The Top 25 Smiths Songs of All Time, 25 Years After the Band's Split
5. "Cemetry Gates" (The Queen Is Dead, 1986)
Pretty much anything that anyone does in their day-to-day life is a means of distraction from scarier truths. All of the various ways that people seek out safety -- in numbers, in denial, in narcissism -- are useless because there's no safe refuge from the cemetery gates. Marr is a master of goosebump-inducing atmosphere; his guitar builds here push and pull in perfect measure. But this is Morrissey's show. "Keats and Yeats are on your side" is the perfect kiss-off, as if to say: you can keep your naïve romanticism.
4. "Back to the Old House" (Hatful of Hollow, 1984)
What happens when your childhood haunts become a blackened ruin? Morrissey would rather not find out. This John Peel-produced acoustic version of "Back to the Old House" appears on ace compilation Hatful of Hollow (a hypnotic reworking appeared on Louder Than Bombs three years later) to posit that the good times are fragile and transient, while the bad times drag at a marathon pace.
3. "Heaven Knows I'm Miserable Now" (Louder Than Bombs, 1987)
"Heaven Knows I'm Miserable Now" is a picture of total, wind-beaten defeat. Moz has given up on all of his self-soothing pursuits -- drinking, reading Wilde, even writing verse to his dentally challenged pen pal in Luxemburg -- and resigned himself to a bedsit life. But the song's genius lies in its devil-may-care rendering of this very dark material. Rourke's bassline and Marr's chicken-scratch arpeggios make crippling malfunction sound pretty jolly.

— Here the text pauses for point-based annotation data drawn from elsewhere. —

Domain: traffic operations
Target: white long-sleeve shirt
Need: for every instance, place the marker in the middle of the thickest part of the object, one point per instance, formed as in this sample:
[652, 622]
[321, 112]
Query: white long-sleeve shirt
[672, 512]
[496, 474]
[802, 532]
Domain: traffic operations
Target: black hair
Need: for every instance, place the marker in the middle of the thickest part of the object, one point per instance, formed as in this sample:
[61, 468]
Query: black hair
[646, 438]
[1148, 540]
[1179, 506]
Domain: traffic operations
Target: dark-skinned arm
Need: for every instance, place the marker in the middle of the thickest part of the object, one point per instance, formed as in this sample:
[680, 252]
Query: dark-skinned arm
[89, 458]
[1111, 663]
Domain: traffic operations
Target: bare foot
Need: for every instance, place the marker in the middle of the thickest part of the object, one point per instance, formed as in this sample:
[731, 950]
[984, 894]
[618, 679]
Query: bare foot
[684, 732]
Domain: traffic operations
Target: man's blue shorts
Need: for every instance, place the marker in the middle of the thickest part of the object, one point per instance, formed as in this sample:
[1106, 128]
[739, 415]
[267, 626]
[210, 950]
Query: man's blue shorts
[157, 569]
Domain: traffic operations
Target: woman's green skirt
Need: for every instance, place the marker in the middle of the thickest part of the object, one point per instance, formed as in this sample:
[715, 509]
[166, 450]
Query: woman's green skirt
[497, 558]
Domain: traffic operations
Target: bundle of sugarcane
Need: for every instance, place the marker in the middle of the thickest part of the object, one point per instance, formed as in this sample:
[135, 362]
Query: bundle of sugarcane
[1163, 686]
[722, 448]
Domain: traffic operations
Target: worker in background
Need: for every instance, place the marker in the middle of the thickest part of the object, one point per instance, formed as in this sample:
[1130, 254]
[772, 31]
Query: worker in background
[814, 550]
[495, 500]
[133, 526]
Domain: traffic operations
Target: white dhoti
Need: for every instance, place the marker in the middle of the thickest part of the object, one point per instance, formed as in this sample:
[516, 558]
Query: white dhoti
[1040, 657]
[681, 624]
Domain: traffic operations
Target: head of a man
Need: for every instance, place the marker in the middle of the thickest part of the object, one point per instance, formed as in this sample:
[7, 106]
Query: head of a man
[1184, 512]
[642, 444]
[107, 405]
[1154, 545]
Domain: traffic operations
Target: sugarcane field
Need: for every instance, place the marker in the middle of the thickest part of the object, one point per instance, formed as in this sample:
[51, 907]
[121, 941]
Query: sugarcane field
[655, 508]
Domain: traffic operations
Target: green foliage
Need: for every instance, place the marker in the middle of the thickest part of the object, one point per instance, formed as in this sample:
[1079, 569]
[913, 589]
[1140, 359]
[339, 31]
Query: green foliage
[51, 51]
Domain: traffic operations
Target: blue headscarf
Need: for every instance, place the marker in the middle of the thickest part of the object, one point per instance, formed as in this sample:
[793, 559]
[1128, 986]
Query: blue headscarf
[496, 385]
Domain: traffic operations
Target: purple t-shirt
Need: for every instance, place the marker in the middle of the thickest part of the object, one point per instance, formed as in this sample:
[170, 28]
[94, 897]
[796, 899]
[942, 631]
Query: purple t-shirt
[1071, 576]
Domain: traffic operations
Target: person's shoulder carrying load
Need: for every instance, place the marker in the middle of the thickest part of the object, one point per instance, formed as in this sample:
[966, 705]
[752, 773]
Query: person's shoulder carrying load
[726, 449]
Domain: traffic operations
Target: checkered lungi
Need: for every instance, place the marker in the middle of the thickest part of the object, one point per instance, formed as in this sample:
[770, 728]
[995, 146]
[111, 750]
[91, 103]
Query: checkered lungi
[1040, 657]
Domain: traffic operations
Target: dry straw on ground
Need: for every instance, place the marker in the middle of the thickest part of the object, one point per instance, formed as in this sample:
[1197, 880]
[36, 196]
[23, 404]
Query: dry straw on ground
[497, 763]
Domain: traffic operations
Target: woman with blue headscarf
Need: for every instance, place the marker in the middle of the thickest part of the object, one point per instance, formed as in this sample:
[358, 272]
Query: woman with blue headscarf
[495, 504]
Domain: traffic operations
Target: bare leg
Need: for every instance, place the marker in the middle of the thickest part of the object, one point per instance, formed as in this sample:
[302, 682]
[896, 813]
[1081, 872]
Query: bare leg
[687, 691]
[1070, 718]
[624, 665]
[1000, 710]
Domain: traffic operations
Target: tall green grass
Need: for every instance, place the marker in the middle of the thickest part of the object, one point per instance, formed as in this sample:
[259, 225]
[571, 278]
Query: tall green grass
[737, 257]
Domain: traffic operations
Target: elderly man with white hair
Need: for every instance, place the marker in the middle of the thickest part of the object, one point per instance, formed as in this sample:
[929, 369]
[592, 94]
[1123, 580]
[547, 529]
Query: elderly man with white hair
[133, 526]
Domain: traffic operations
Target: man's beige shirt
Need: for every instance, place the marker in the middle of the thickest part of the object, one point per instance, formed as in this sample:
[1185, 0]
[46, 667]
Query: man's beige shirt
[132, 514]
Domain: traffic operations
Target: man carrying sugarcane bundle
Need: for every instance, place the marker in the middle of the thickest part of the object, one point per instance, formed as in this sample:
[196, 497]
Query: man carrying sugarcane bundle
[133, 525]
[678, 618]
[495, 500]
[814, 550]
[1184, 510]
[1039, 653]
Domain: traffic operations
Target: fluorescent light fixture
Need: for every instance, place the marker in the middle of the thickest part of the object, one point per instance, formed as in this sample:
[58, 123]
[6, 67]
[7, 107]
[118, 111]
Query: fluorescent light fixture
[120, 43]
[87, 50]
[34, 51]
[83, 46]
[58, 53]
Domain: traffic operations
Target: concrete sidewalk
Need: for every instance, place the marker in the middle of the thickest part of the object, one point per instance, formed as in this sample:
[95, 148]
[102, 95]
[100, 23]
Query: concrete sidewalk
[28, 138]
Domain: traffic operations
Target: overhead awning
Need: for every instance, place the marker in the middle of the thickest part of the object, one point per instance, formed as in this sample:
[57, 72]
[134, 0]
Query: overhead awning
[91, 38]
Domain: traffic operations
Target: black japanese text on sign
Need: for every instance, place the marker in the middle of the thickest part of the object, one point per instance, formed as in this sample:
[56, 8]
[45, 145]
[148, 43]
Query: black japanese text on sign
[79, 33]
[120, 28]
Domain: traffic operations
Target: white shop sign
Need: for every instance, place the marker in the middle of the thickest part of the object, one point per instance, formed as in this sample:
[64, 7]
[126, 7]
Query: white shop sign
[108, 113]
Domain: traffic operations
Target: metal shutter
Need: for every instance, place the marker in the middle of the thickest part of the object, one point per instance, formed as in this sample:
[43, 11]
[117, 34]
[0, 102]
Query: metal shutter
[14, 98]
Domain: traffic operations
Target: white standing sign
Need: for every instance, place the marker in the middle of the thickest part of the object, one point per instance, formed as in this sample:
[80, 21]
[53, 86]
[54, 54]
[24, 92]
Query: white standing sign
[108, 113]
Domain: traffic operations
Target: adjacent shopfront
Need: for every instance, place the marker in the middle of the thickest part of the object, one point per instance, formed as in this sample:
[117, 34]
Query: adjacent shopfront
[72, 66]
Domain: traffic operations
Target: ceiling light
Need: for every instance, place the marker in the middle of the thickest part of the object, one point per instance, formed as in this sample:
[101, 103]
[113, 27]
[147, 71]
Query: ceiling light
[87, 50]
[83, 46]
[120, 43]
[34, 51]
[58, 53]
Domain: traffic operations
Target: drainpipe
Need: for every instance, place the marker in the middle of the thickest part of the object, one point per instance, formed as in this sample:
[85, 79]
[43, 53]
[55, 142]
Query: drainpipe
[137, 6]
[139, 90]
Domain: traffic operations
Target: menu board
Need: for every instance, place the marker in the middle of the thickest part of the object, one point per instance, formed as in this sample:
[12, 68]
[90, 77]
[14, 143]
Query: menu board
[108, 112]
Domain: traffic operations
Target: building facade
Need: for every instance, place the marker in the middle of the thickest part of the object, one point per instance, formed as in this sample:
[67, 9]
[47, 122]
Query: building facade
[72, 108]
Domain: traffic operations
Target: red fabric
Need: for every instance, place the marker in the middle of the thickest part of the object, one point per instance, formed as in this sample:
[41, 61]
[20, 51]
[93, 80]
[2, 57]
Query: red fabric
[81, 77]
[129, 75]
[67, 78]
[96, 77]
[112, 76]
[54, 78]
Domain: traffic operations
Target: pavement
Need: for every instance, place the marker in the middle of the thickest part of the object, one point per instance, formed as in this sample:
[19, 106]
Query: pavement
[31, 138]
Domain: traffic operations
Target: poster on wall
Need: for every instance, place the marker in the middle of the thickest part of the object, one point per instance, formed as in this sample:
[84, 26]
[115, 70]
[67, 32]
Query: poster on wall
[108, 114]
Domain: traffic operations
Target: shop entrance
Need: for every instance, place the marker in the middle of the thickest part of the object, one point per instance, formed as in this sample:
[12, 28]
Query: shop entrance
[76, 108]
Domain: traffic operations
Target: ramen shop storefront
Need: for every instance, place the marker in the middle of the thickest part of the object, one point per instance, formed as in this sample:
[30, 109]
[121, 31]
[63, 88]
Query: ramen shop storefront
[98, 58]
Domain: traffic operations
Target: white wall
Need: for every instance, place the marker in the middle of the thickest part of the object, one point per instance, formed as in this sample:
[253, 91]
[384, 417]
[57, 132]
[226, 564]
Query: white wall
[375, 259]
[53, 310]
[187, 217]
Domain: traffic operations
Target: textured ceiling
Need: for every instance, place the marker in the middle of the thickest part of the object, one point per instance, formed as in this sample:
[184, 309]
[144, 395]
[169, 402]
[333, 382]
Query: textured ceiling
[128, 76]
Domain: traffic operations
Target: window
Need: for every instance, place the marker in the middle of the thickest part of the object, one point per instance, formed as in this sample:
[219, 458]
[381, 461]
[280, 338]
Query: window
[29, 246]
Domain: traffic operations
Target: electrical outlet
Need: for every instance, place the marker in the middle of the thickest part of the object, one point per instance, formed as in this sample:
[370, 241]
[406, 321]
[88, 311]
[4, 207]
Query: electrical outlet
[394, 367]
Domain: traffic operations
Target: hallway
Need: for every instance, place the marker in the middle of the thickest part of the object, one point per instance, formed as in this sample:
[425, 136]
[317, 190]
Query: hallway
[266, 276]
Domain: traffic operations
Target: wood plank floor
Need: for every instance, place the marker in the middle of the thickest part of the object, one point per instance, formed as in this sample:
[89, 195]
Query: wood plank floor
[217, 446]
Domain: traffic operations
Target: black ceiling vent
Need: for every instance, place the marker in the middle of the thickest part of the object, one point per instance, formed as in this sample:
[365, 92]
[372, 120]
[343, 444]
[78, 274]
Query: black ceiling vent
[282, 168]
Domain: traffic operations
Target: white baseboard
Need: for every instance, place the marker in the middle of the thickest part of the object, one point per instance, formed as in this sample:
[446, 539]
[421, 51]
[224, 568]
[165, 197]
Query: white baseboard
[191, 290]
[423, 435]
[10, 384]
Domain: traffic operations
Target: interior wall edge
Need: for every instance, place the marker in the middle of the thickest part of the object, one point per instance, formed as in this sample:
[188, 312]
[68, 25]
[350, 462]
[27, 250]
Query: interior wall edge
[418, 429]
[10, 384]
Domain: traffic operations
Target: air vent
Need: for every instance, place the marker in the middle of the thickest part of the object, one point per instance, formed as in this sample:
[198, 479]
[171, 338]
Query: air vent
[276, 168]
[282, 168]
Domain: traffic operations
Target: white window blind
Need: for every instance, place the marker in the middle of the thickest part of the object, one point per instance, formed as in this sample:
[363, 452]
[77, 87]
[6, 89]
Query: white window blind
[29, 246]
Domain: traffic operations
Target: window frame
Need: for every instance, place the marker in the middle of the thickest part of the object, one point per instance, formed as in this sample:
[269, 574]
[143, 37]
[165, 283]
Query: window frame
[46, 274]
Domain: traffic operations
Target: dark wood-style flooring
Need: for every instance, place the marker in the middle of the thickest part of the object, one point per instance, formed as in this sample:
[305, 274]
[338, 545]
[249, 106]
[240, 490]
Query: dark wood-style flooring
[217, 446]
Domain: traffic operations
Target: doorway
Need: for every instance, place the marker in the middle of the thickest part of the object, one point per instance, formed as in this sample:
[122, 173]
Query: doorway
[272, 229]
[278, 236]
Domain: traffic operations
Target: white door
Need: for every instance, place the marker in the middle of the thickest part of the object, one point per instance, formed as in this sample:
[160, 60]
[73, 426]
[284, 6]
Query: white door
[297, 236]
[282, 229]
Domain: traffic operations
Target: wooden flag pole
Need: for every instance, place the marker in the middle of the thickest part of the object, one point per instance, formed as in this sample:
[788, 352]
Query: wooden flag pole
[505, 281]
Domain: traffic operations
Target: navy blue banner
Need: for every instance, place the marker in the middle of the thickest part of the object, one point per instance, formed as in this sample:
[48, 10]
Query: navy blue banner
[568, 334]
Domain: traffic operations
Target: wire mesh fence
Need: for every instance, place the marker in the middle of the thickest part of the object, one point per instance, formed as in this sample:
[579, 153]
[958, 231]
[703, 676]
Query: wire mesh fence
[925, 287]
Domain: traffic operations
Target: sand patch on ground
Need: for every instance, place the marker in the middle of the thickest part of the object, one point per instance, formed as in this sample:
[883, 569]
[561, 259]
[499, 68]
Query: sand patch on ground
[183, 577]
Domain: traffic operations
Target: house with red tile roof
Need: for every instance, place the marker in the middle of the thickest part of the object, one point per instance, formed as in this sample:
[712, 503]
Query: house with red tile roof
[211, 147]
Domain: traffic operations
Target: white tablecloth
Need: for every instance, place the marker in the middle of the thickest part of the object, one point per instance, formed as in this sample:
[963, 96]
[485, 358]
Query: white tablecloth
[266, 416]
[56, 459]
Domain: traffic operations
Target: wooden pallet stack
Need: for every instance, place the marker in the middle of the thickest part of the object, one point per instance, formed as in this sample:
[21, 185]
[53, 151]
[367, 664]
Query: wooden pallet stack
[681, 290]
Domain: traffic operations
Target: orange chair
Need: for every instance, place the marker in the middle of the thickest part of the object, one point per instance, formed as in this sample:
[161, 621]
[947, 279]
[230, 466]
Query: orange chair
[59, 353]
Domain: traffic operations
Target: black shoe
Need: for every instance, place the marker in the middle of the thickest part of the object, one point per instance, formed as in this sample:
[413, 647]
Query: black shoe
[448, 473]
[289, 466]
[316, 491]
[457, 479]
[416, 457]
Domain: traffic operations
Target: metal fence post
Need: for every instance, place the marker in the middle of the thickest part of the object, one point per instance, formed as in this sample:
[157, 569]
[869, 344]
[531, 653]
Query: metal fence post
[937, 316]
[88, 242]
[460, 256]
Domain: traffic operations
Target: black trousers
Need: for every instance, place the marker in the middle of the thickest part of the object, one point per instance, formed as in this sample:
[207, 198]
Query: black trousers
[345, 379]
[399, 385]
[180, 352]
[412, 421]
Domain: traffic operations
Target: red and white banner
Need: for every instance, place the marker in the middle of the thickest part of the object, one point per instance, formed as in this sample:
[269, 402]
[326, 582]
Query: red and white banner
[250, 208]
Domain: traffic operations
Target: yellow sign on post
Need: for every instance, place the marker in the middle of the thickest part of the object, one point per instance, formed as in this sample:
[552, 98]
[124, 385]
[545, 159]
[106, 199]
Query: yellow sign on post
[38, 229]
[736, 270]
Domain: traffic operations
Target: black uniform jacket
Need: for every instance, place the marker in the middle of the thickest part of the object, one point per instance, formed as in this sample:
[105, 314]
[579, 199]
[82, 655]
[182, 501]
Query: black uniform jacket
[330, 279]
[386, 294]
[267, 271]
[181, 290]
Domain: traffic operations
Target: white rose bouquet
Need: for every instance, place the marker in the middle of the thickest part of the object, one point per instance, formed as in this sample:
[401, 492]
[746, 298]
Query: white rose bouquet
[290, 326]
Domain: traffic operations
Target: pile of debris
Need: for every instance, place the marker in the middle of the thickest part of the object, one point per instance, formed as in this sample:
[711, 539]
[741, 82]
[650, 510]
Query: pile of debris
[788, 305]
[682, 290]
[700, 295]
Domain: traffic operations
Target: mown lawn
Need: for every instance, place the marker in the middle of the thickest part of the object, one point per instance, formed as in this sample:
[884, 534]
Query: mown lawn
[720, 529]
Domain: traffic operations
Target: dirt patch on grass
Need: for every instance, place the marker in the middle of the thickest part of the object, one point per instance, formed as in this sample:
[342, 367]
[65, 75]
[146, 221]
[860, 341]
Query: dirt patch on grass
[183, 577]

2. "Still Ill" (The Smiths, 1984)
Only Morrissey could parse out every syllable ("Ask me why and I'll die/Oh, ask me why and I'll diiiiiiiie") until a word takes on life-affirming importance. That guitar line is a fucking beaut: a whooping, jaunting, eddying, anticipatory thing that captures the excitement of a kid who's finally found some small, cheap thrill to take perverse delight in.